The Executive Function Hypothesis

The Executive Function Hypothesis was developed in the 1970s by Karl Pribram and other experts in psychology and psychiatry. Russell Barkley, Ph.D., defines executive function as “the cognitive or mental abilities that people need to actively pursue goals,” and it is critical in developing certain life skills that can set us up for success.

The Four Circuits of Executive Function

Neuropsychologists have discovered at least four circuits of executive function that stem from the prefrontal cortex. These circuits are nicknamed the Who, What, When, and Why.

The Who circuit has to do with our sense of identity and self-awareness. This executive function allows us to be aware of what we are doing and how we feel both physically and emotionally.

The What circuit allows us to make plans and strategize toward future goals based on our working memory of the past. This function allows us to learn from past experiences and incorporate that knowledge into the formulation of a plan for future success.

As the name indicates, the When circuit relates to a sense of time and order. This function allows us to plan a sequence of steps in a timely fashion. Time management is a major benefit of this circuit.

The Why circuit is a decision-making circuit. It allows us to weigh the pros and cons of our options and make a decision based on those factors. This circuit is linked to our emotions, so it not only weighs the logical aspects of a decision but also factors in how we feel about them.

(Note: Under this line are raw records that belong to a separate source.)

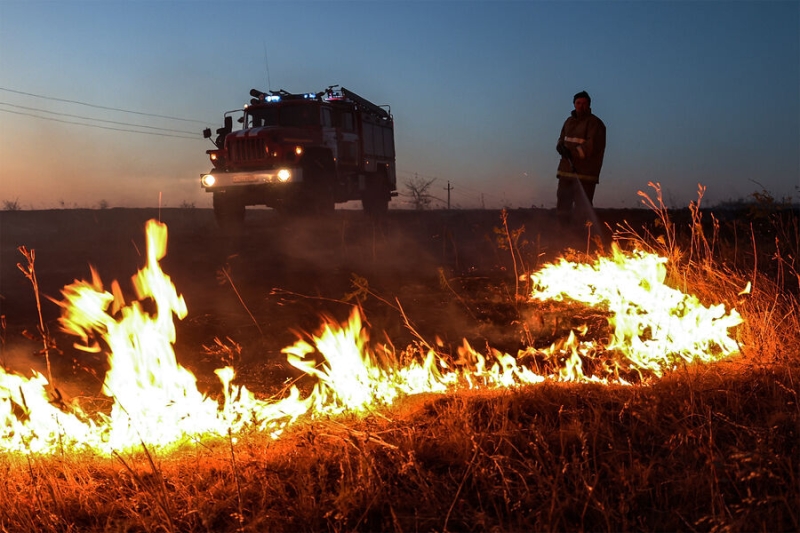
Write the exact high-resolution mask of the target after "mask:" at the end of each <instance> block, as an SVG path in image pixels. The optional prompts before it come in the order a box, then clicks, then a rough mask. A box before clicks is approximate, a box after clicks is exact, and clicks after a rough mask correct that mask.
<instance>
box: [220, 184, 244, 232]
mask: <svg viewBox="0 0 800 533" xmlns="http://www.w3.org/2000/svg"><path fill="white" fill-rule="evenodd" d="M244 212H245V205H244V202H243V201H242V200H241V199H240V198H237V197H236V196H231V195H229V194H226V193H221V192H215V193H214V217H216V219H217V225H218V226H219V227H220V229H222V230H223V231H240V230H241V229H242V228H243V227H244Z"/></svg>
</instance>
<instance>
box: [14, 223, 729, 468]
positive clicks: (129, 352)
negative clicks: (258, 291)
mask: <svg viewBox="0 0 800 533" xmlns="http://www.w3.org/2000/svg"><path fill="white" fill-rule="evenodd" d="M146 235H147V262H146V265H145V266H144V267H143V268H142V269H141V270H140V271H139V272H138V273H137V274H136V275H135V276H134V277H133V285H134V289H135V293H136V299H135V300H134V301H132V302H130V303H127V304H126V302H125V300H124V297H123V295H122V291H121V289H120V287H119V285H118V284H117V283H116V282H114V283H112V286H111V290H110V292H109V291H107V290H105V289H104V288H103V284H102V282H101V280H100V277H99V276H98V275H97V273H96V272H95V271H94V270H92V281H91V282H86V281H76V282H74V283H73V284H71V285H69V286H67V287H65V288H64V289H63V291H62V294H63V296H64V300H63V301H62V302H59V305H61V307H62V316H61V318H60V323H61V326H62V328H63V329H64V331H66V332H69V333H71V334H73V335H75V336H77V337H78V338H79V339H80V342H79V343H76V347H78V348H80V349H84V350H89V351H94V352H97V351H100V350H105V351H106V352H107V353H108V363H109V370H108V372H107V374H106V376H105V381H104V382H103V387H102V392H103V394H105V395H107V396H108V397H110V398H112V400H113V404H112V407H111V410H110V412H109V413H107V414H106V413H100V414H98V415H95V416H94V417H90V416H88V415H87V414H86V413H84V412H83V411H82V410H81V408H80V406H79V405H71V406H69V407H68V408H67V410H64V409H62V408H60V407H58V406H56V405H54V403H53V402H52V401H51V395H50V393H49V392H48V386H49V384H48V382H47V380H46V379H45V377H44V376H42V375H41V374H39V373H35V372H34V374H33V376H32V377H31V378H25V377H23V376H20V375H17V374H9V373H6V372H5V371H4V370H2V369H0V419H2V421H3V425H2V427H1V428H0V449H2V450H5V451H13V452H23V453H54V452H56V451H59V450H62V451H63V450H73V449H74V450H80V449H89V450H93V451H95V452H97V453H101V454H106V455H107V454H111V453H112V452H114V451H116V450H126V449H133V448H136V447H138V446H157V447H166V446H171V445H175V444H179V443H181V442H185V441H187V440H191V439H200V438H203V437H206V436H224V435H235V434H238V433H240V432H241V431H243V430H245V429H251V428H255V429H256V430H258V431H261V432H264V433H266V434H268V435H269V436H271V437H272V438H278V437H279V436H280V435H281V434H282V433H283V431H284V430H285V429H286V428H287V427H288V426H289V425H290V424H292V423H293V422H294V421H295V420H297V419H298V418H300V417H303V416H311V417H315V416H330V415H336V414H340V413H343V412H355V413H363V412H367V411H369V410H371V409H374V408H376V407H379V406H382V405H390V404H392V403H393V402H395V401H396V400H397V399H398V398H401V397H403V396H408V395H413V394H419V393H423V392H429V393H430V392H445V391H451V390H457V389H459V388H497V387H514V386H518V385H522V384H532V383H539V382H542V381H544V380H547V379H550V380H555V381H599V382H604V383H609V382H612V381H613V382H617V383H626V382H625V381H624V380H623V379H621V378H619V377H618V376H616V377H615V374H614V372H613V371H607V372H606V373H605V375H592V374H587V373H585V370H584V361H589V360H592V359H593V358H596V357H597V356H598V355H599V354H603V353H614V354H618V355H619V357H617V362H616V363H615V364H616V365H617V366H623V365H625V366H626V367H627V368H633V369H636V370H641V371H649V372H651V373H653V374H654V375H661V374H662V373H663V372H664V371H665V370H666V369H668V368H669V367H670V365H674V364H675V362H676V361H679V360H681V359H683V360H687V361H690V360H694V359H699V360H703V361H708V360H711V359H715V358H720V357H724V356H727V355H730V354H732V353H735V352H736V350H737V345H736V342H735V341H734V340H732V339H731V338H730V337H728V335H727V331H728V329H730V328H732V327H734V326H735V325H737V324H739V323H740V322H741V317H740V316H739V315H738V313H736V311H735V310H731V311H730V313H727V314H726V313H725V309H724V307H723V306H721V305H717V306H712V307H711V308H705V307H703V306H702V305H701V304H700V302H699V301H698V300H697V298H695V297H693V296H687V295H685V294H683V293H681V292H680V291H676V290H674V289H671V288H669V287H667V286H666V285H664V278H665V273H666V269H665V267H664V264H665V260H664V259H663V258H660V257H658V256H655V255H651V254H646V253H643V252H635V253H634V254H632V255H631V256H626V255H625V254H623V253H622V252H621V251H620V250H619V249H618V248H616V247H615V248H614V250H613V257H612V258H610V259H608V258H599V259H598V260H597V261H596V262H595V264H594V265H588V264H576V263H570V262H568V261H565V260H562V261H560V262H559V263H558V264H553V265H548V266H547V267H545V268H543V269H542V270H540V271H539V272H537V273H535V274H533V275H532V280H533V282H534V289H533V291H532V294H531V297H530V301H531V302H532V303H535V302H537V301H542V300H547V299H565V298H566V299H570V300H574V301H577V302H582V303H584V304H586V305H591V306H599V307H603V308H605V309H607V310H608V311H609V312H610V314H611V317H610V318H609V325H610V326H612V327H613V335H612V337H611V339H610V341H609V342H608V344H607V345H606V346H598V345H597V343H594V342H591V341H587V340H579V336H580V335H582V334H585V330H584V331H583V332H580V331H579V332H578V334H577V335H576V333H575V332H574V331H573V332H570V334H569V336H568V338H567V339H565V340H563V341H560V342H558V343H555V344H553V345H551V346H550V347H549V348H547V349H543V350H541V349H535V348H533V347H530V348H527V349H526V350H524V351H520V353H518V354H517V356H516V357H514V356H512V355H509V354H505V353H501V352H499V351H497V350H494V349H491V350H490V353H489V354H487V355H486V356H484V355H482V354H481V353H479V352H477V351H476V350H474V349H473V348H472V347H471V346H470V345H469V343H468V342H467V341H466V340H464V342H463V345H462V346H460V347H459V348H458V359H457V360H456V361H452V360H451V361H450V362H448V358H446V357H445V356H443V355H442V354H440V353H438V352H437V351H436V350H435V349H434V348H433V347H431V346H428V345H427V344H425V343H422V344H420V345H415V346H409V347H408V348H406V350H404V351H402V352H401V353H399V354H398V353H395V351H394V350H393V349H390V348H387V347H385V346H379V347H377V348H373V345H372V343H371V342H370V339H369V334H368V330H367V329H366V328H365V327H364V326H363V324H362V319H361V315H360V312H359V310H358V308H354V309H353V311H352V313H351V315H350V317H349V319H348V320H347V321H346V322H344V323H342V324H339V323H337V322H336V321H335V320H333V319H326V320H325V323H324V324H323V326H322V328H321V329H320V332H319V333H317V334H313V335H309V338H308V339H307V340H303V339H301V340H298V341H297V342H296V343H295V344H294V345H292V346H290V347H287V348H285V349H284V350H283V352H284V353H285V354H286V357H287V360H288V362H289V363H290V364H292V365H293V366H294V367H296V368H298V369H300V370H302V371H303V372H305V373H306V374H307V375H308V376H310V377H311V378H314V379H315V380H316V384H315V386H314V387H313V390H312V391H311V393H309V395H308V396H306V397H303V396H302V395H301V393H300V391H299V390H298V389H297V387H295V386H292V387H291V388H290V389H289V392H288V394H287V395H286V397H284V398H283V399H280V400H269V401H268V400H261V399H258V398H256V397H255V395H254V394H253V393H251V392H250V391H249V390H248V389H247V388H246V387H244V386H239V385H234V379H235V373H234V370H233V368H231V367H225V368H221V369H218V370H217V371H216V374H217V376H218V378H219V379H220V383H221V386H222V399H221V401H218V400H215V399H213V398H210V397H208V396H205V395H204V394H202V393H201V392H199V391H198V389H197V386H196V379H195V377H194V375H193V374H192V373H191V372H190V371H189V370H187V369H186V368H184V367H182V366H181V365H179V364H178V363H177V360H176V358H175V353H174V351H173V349H172V346H173V344H174V343H175V340H176V339H175V326H174V318H173V315H174V316H175V317H177V318H178V319H182V318H183V317H185V316H186V314H187V308H186V304H185V302H184V300H183V297H181V296H180V295H178V293H177V292H176V289H175V286H174V285H173V284H172V282H171V281H170V278H169V276H167V275H166V274H165V273H164V272H163V271H162V270H161V267H160V265H159V261H160V260H161V259H162V258H163V257H164V256H165V255H166V250H167V229H166V226H165V225H163V224H161V223H159V222H156V221H153V220H151V221H149V222H148V223H147V225H146ZM98 338H99V341H98ZM536 357H546V358H548V359H550V360H552V361H556V362H557V364H556V365H555V367H554V370H552V371H551V372H549V373H547V374H544V373H543V372H540V371H534V370H533V369H531V368H528V367H526V366H524V365H522V364H521V361H523V360H525V359H526V358H533V359H535V358H536ZM401 361H403V363H401ZM612 370H613V369H612Z"/></svg>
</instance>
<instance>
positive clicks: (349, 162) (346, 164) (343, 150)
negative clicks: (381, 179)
mask: <svg viewBox="0 0 800 533" xmlns="http://www.w3.org/2000/svg"><path fill="white" fill-rule="evenodd" d="M337 141H338V152H339V164H340V165H346V166H357V165H358V157H359V154H358V131H357V130H356V121H355V114H354V113H353V112H352V111H350V110H341V111H340V114H339V135H338V139H337Z"/></svg>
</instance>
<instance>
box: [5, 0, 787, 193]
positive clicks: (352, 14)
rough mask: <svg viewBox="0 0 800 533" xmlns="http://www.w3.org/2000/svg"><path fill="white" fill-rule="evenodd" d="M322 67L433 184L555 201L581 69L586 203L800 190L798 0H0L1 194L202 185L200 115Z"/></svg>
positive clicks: (212, 127) (416, 167) (203, 164)
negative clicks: (561, 154) (533, 0)
mask: <svg viewBox="0 0 800 533" xmlns="http://www.w3.org/2000/svg"><path fill="white" fill-rule="evenodd" d="M334 84H339V85H341V86H344V87H346V88H348V89H351V90H353V91H355V92H356V93H358V94H360V95H362V96H364V97H366V98H367V99H369V100H372V101H373V102H375V103H377V104H388V105H390V106H391V111H392V114H393V116H394V120H395V144H396V152H397V176H398V189H399V192H400V193H401V194H403V193H406V192H408V189H407V184H408V183H409V182H410V181H411V180H415V179H418V180H424V181H430V180H433V181H432V184H431V186H430V188H429V192H430V193H431V194H432V195H433V196H435V197H436V198H437V199H439V200H440V201H435V202H434V205H436V206H444V205H446V204H445V202H446V199H447V194H448V193H447V191H446V189H447V187H448V185H449V186H450V187H451V191H450V202H451V206H452V207H454V208H475V207H486V208H500V207H506V208H529V207H544V208H551V207H553V206H554V205H555V190H556V186H557V180H556V177H555V171H556V167H557V165H558V159H559V156H558V154H557V153H556V150H555V145H556V140H557V139H558V135H559V132H560V130H561V126H562V124H563V122H564V120H565V119H566V118H567V116H568V115H569V113H570V112H571V111H572V109H573V107H572V97H573V95H574V94H575V93H577V92H579V91H582V90H586V91H588V92H589V94H590V95H591V97H592V111H593V112H594V114H596V115H597V116H598V117H600V118H601V119H602V120H603V121H604V123H605V124H606V128H607V136H608V144H607V149H606V155H605V163H604V166H603V170H602V173H601V175H600V184H599V185H598V188H597V192H596V194H595V202H594V203H595V206H597V207H601V208H625V207H641V206H642V203H641V198H640V197H639V195H638V192H639V191H643V192H646V193H648V194H651V195H652V194H653V189H652V188H650V187H649V186H648V183H649V182H654V183H659V184H661V187H662V189H663V191H664V200H665V202H666V203H667V206H668V207H685V206H687V205H688V204H689V202H690V201H693V200H697V198H698V186H703V187H705V188H706V190H705V193H704V195H703V204H702V205H707V206H709V205H715V204H719V203H724V202H727V201H738V200H742V199H747V198H749V197H750V196H751V195H752V193H754V192H757V191H759V192H760V191H766V192H767V193H769V194H771V195H772V196H773V197H774V198H776V199H788V198H791V199H792V200H793V201H798V200H800V2H797V1H768V0H758V1H752V2H750V1H674V0H673V1H663V2H661V1H636V2H627V1H618V0H615V1H603V0H599V1H593V2H588V1H581V2H572V1H519V0H518V1H488V0H486V1H457V0H451V1H423V0H416V1H381V0H373V1H343V0H329V1H303V0H300V1H288V2H283V1H260V2H246V1H237V0H215V1H190V0H184V1H168V0H167V1H153V0H150V1H147V0H130V1H97V0H95V1H88V0H87V1H75V0H56V1H41V0H21V1H17V0H0V141H1V142H0V208H3V207H6V208H8V205H9V203H10V204H12V205H16V206H19V207H20V208H22V209H53V208H56V209H57V208H71V207H80V208H92V207H155V206H159V205H160V206H164V207H179V206H188V205H194V206H196V207H210V205H211V195H210V194H208V193H205V192H204V191H203V190H202V189H201V188H200V184H199V176H200V174H201V173H202V172H206V171H208V170H209V169H210V164H209V162H208V157H207V155H206V153H205V151H206V150H207V149H210V148H213V146H212V144H211V142H210V141H209V140H208V139H203V137H202V134H201V132H202V130H203V129H204V128H205V127H211V128H212V129H216V128H217V127H220V126H221V121H222V115H223V113H224V112H225V111H230V110H234V109H239V108H241V107H242V105H244V104H245V103H246V102H248V101H249V98H250V97H249V94H248V93H249V91H250V89H251V88H259V89H262V90H264V89H272V90H277V89H285V90H288V91H290V92H312V91H319V90H321V89H323V88H325V87H327V86H329V85H334ZM87 124H88V125H87ZM393 204H395V205H397V206H404V205H405V206H409V205H410V204H409V203H408V202H407V200H405V199H404V198H403V197H402V196H401V197H400V198H398V199H396V200H394V201H393Z"/></svg>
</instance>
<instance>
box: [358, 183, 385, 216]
mask: <svg viewBox="0 0 800 533" xmlns="http://www.w3.org/2000/svg"><path fill="white" fill-rule="evenodd" d="M389 199H390V195H389V187H388V185H387V184H386V177H385V176H383V175H378V176H373V179H372V180H369V181H368V182H367V184H366V187H365V189H364V192H363V193H362V195H361V207H362V209H364V213H366V214H368V215H372V216H380V215H385V214H386V212H387V211H388V210H389Z"/></svg>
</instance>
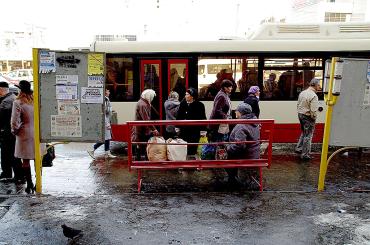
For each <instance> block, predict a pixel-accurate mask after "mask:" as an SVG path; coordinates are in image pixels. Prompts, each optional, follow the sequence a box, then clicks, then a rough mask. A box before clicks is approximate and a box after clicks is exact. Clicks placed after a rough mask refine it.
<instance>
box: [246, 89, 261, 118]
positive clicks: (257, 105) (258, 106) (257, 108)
mask: <svg viewBox="0 0 370 245" xmlns="http://www.w3.org/2000/svg"><path fill="white" fill-rule="evenodd" d="M258 102H259V99H258V98H257V97H256V96H255V95H254V94H249V95H248V97H247V98H245V100H244V103H246V104H248V105H250V106H251V107H252V113H253V114H254V115H255V116H256V117H257V118H259V117H260V107H259V105H258Z"/></svg>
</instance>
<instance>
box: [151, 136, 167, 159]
mask: <svg viewBox="0 0 370 245" xmlns="http://www.w3.org/2000/svg"><path fill="white" fill-rule="evenodd" d="M148 143H152V144H148V146H147V147H146V153H147V155H148V159H149V161H166V160H167V147H166V145H164V144H162V143H166V141H165V140H164V138H163V137H161V136H153V137H151V138H150V139H149V140H148ZM155 143H161V144H155Z"/></svg>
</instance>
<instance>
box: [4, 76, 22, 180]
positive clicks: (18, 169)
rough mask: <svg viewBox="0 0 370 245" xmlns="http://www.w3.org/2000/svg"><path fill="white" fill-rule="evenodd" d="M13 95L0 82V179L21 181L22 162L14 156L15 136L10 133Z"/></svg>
mask: <svg viewBox="0 0 370 245" xmlns="http://www.w3.org/2000/svg"><path fill="white" fill-rule="evenodd" d="M14 100H15V95H14V94H13V93H11V92H9V85H8V83H7V82H0V145H1V169H2V173H1V174H0V179H7V178H12V169H13V171H14V181H15V182H23V181H24V180H23V174H22V162H21V160H20V159H19V158H15V157H14V148H15V136H14V135H13V134H12V133H11V129H10V118H11V115H12V107H13V101H14Z"/></svg>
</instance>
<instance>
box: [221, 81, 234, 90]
mask: <svg viewBox="0 0 370 245" xmlns="http://www.w3.org/2000/svg"><path fill="white" fill-rule="evenodd" d="M232 86H233V83H232V82H231V81H230V80H229V79H224V80H223V81H222V83H221V88H229V87H232Z"/></svg>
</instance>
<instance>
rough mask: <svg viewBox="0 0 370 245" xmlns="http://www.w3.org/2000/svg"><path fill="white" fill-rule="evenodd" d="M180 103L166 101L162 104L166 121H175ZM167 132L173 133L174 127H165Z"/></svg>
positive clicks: (171, 100) (174, 132) (173, 101)
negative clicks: (163, 109) (164, 111)
mask: <svg viewBox="0 0 370 245" xmlns="http://www.w3.org/2000/svg"><path fill="white" fill-rule="evenodd" d="M179 107H180V101H178V100H176V99H173V98H171V99H168V100H166V101H165V102H164V110H165V112H166V120H176V117H177V113H178V111H179ZM166 131H167V132H171V133H175V132H176V131H175V126H174V125H168V126H167V127H166Z"/></svg>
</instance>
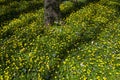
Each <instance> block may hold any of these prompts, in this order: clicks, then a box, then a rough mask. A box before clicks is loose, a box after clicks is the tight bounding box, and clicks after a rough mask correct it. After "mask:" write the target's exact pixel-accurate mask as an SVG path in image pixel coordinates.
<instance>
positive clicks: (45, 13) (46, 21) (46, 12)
mask: <svg viewBox="0 0 120 80" xmlns="http://www.w3.org/2000/svg"><path fill="white" fill-rule="evenodd" d="M59 4H60V0H44V11H45V12H44V20H45V25H46V26H48V25H53V24H54V22H59V20H60V16H61V14H60V8H59Z"/></svg>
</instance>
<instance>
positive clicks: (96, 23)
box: [0, 0, 120, 80]
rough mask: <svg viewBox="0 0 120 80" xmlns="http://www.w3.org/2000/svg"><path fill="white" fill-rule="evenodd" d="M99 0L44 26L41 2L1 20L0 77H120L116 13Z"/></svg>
mask: <svg viewBox="0 0 120 80" xmlns="http://www.w3.org/2000/svg"><path fill="white" fill-rule="evenodd" d="M102 1H103V0H100V1H99V2H97V3H90V4H88V5H86V6H85V7H83V8H82V9H79V10H78V11H76V12H72V13H71V14H70V16H68V17H67V18H66V19H65V22H66V23H65V25H60V26H58V25H53V26H52V27H50V28H49V29H48V28H46V27H44V25H43V15H44V10H43V8H42V9H38V10H36V11H32V12H28V13H24V14H21V15H20V16H19V17H18V18H14V19H12V20H10V21H9V23H7V24H6V25H3V26H1V27H0V80H31V79H32V80H47V79H51V80H119V79H120V38H119V37H120V19H119V18H120V16H119V12H118V9H116V8H115V7H113V6H112V8H111V7H110V6H109V5H111V4H109V3H108V2H107V1H106V2H105V1H104V2H103V3H104V4H102ZM110 1H111V2H112V1H113V0H110ZM105 3H106V4H105ZM116 3H117V1H116ZM70 4H72V3H70ZM62 5H65V4H61V7H60V8H61V11H63V12H64V11H66V8H69V6H67V7H64V6H62ZM70 7H71V6H70Z"/></svg>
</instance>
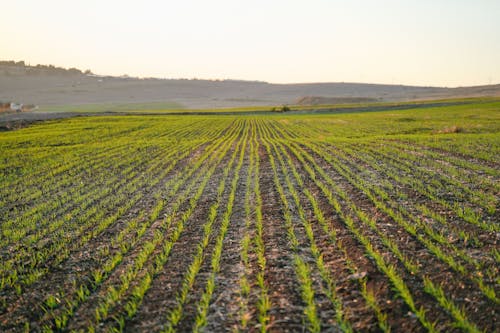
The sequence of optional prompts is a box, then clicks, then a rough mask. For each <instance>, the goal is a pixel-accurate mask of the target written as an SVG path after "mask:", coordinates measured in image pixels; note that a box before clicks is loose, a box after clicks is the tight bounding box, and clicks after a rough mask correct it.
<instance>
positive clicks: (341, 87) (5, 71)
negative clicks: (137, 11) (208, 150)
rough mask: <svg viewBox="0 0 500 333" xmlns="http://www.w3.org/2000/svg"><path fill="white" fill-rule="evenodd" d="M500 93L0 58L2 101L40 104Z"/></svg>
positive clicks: (238, 104) (399, 96) (133, 102)
mask: <svg viewBox="0 0 500 333" xmlns="http://www.w3.org/2000/svg"><path fill="white" fill-rule="evenodd" d="M479 96H500V85H489V86H475V87H460V88H440V87H416V86H403V85H385V84H366V83H299V84H272V83H266V82H260V81H237V80H196V79H191V80H188V79H157V78H132V77H128V76H121V77H112V76H100V75H95V74H92V72H91V71H89V70H86V71H81V70H79V69H76V68H71V69H64V68H59V67H55V66H51V65H49V66H45V65H37V66H28V65H26V64H25V63H24V62H13V61H1V62H0V101H3V102H9V101H14V102H18V103H24V104H36V105H39V106H40V107H49V106H64V105H81V104H110V103H124V104H126V103H164V104H165V105H169V106H170V107H175V108H212V107H239V106H249V105H252V106H261V105H280V104H296V103H299V102H300V103H301V104H304V102H306V104H307V101H309V102H310V103H311V104H318V101H320V103H321V101H339V102H340V103H343V102H345V101H352V100H361V101H362V100H377V101H384V102H392V101H409V100H424V99H437V98H457V97H479Z"/></svg>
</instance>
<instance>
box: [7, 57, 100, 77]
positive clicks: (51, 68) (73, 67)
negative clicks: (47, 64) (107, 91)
mask: <svg viewBox="0 0 500 333" xmlns="http://www.w3.org/2000/svg"><path fill="white" fill-rule="evenodd" d="M0 67H2V68H3V69H4V74H9V73H10V74H13V72H19V71H23V72H25V73H49V74H63V75H65V74H66V75H78V74H80V75H81V74H92V72H91V71H90V69H87V70H85V71H81V70H80V69H78V68H74V67H72V68H68V69H66V68H63V67H56V66H54V65H40V64H38V65H34V66H31V65H29V64H28V65H27V64H26V63H25V62H24V61H22V60H21V61H13V60H7V61H0Z"/></svg>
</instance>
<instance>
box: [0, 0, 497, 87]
mask: <svg viewBox="0 0 500 333" xmlns="http://www.w3.org/2000/svg"><path fill="white" fill-rule="evenodd" d="M0 59H1V60H16V61H20V60H24V61H26V62H27V63H30V64H32V65H35V64H45V65H47V64H53V65H56V66H61V67H66V68H69V67H76V68H80V69H82V70H85V69H91V70H92V71H93V72H94V73H97V74H106V75H123V74H127V75H130V76H138V77H161V78H200V79H244V80H259V81H267V82H273V83H292V82H366V83H388V84H407V85H422V86H448V87H455V86H469V85H482V84H496V83H500V1H499V0H307V1H306V0H303V1H294V0H251V1H250V0H248V1H247V0H212V1H206V0H182V1H181V0H163V1H162V0H158V1H155V0H142V1H131V0H119V1H116V0H106V1H102V0H85V1H81V0H73V1H67V0H44V1H39V0H16V1H4V3H3V4H2V19H1V20H0Z"/></svg>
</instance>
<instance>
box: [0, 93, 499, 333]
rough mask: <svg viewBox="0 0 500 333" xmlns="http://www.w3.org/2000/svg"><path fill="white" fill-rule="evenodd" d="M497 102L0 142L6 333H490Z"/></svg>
mask: <svg viewBox="0 0 500 333" xmlns="http://www.w3.org/2000/svg"><path fill="white" fill-rule="evenodd" d="M499 166H500V101H498V100H488V101H479V100H478V101H476V102H474V103H468V104H463V105H441V106H436V107H432V105H431V106H430V107H428V108H416V109H411V108H410V109H408V110H390V111H385V112H370V113H349V114H315V115H312V114H297V115H287V114H265V115H262V114H255V115H127V116H99V117H77V118H70V119H61V120H51V121H46V122H41V123H37V124H33V125H31V126H28V127H26V128H22V129H18V130H15V131H7V132H1V133H0V175H1V178H0V193H1V196H0V255H1V259H2V260H1V261H0V331H2V332H22V331H35V332H37V331H47V332H50V331H85V332H117V331H125V332H137V331H143V332H173V331H181V332H184V331H209V332H222V331H252V332H253V331H261V332H264V331H275V332H283V331H293V332H302V331H311V332H319V331H327V332H337V331H344V332H351V331H370V332H371V331H374V332H378V331H394V332H425V331H431V332H432V331H446V332H450V331H468V332H476V331H489V332H493V331H496V330H498V327H499V325H500V324H499V321H500V314H499V311H498V310H499V302H500V298H499V297H498V293H499V291H500V290H499V289H500V275H499V272H498V268H499V263H500V252H499V247H498V244H499V242H500V223H499V222H500V213H499V210H500V207H499V200H500V199H499V193H500V183H499V180H500V170H499Z"/></svg>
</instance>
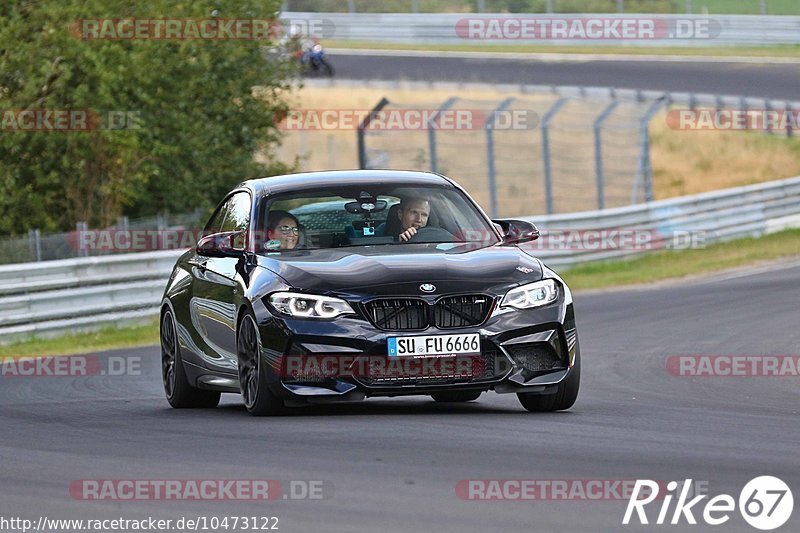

Executive Function Deficits

An article in ADDitude reports that “essentially, ADHD is an executive function deficit disorder (EFDD).” The four circuits described above must work must in harmony for executive functioning to equip us with critical skills such as self-awareness, inhibition, non-verbal working memory, verbal working memory, emotional self-regulation, self-motivation, planning, and problem-solving.

Children and adults diagnosed with ADHD may have trouble with several, if not all of these areas. However, the earlier a diagnosis is made, the sooner these skills can be worked on. Movement and kinesthetic learning are two ways to help develop these executive functions.

Benefits of Movement

Movement can help children with ADHD. Using movement as a tool to enhance learning has been found to decrease behavioral episodes of children with ADHD. Some ADHD can be treated with non-pharmacologic agents such as physical activity. Perhaps teaching the elementary curriculum with specific emphasis on fundamental movements could decrease the symptoms.

According to a  study by the MIND Institute at the University of California-Davis, physical activity seems to allow children with ADHD to focus on what they are doing. In children with a diagnosis of ADHD, the study found:

  • Children who moved more intensely showed better cognitive performance.
  • The accuracy of children’s performance on tests significantly improved when they were moving.
  • Hyperactivity in children with ADHD may help them think. 

Kinesthetic Learning

Another interesting observation involves children seen at the National Reading Diagnostics Institute in Naperville, IL, who had previously been diagnosed with ADHD or ADD. In-depth reading evaluations often showed that rather than having ADD or ADHD, these children were kinesthetic learners who needed to engage in gross motor activity to learn best. After they participated in movement-based learning activities, their ADHD-like behavior often disappeared. Kinesthetic learners require body movement and action for optimal results. They need to move around, use their muscles, or explore.